Prof. Elisha Gray, and his Autotelegraph

    It has educated the public to the use of wires and has created a demand for a better and different class of service, something that will supplement both the telegraph and the telephone, something that will do what a letter does in matters of business, and can be sent as quickly as a telegram. All this is realized 1887 in the Teleautograph (the first Teleautograph from Elisha Gray), an instrument (as its name implies) that will transmitt one´s own handwriting to a distance, by means of electricity.

    The Teleautograph reproduce at a distance a writing or drawing by means of a pen whose motion is controlled by the pencil with which the writing or drawing is being made at the sending station.
    The principle underlying teleautograph systems was invented by Elish Gray, but the instruments around 1925 used somewhat in America and England are called the Richie teleautograph or telewriter, after Foster Ritchie who made essential improvements.
    The first telewriter exchange, having 50 subscribers, but providing for 750 more, was started in England in 1910.

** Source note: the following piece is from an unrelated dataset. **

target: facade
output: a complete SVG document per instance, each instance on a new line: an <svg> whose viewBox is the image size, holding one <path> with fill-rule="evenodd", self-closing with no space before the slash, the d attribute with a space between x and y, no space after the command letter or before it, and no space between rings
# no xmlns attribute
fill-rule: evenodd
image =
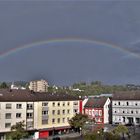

    The transmitting and receiving instruments are so related to each other that every motion of the transmitting pen or pencil, as the case may be, is accurately copied by the receiving pen, wheter on or off the paper.
    In other words, it is a long pen, that writes in two citys simultaneously, making a double record, the one an exact fac-simile of the oher, just as the telephone is a long tongue that is heard in two cities at the same time, Even the paper at the receiving end is under the control of the writer, and can be shifted at will.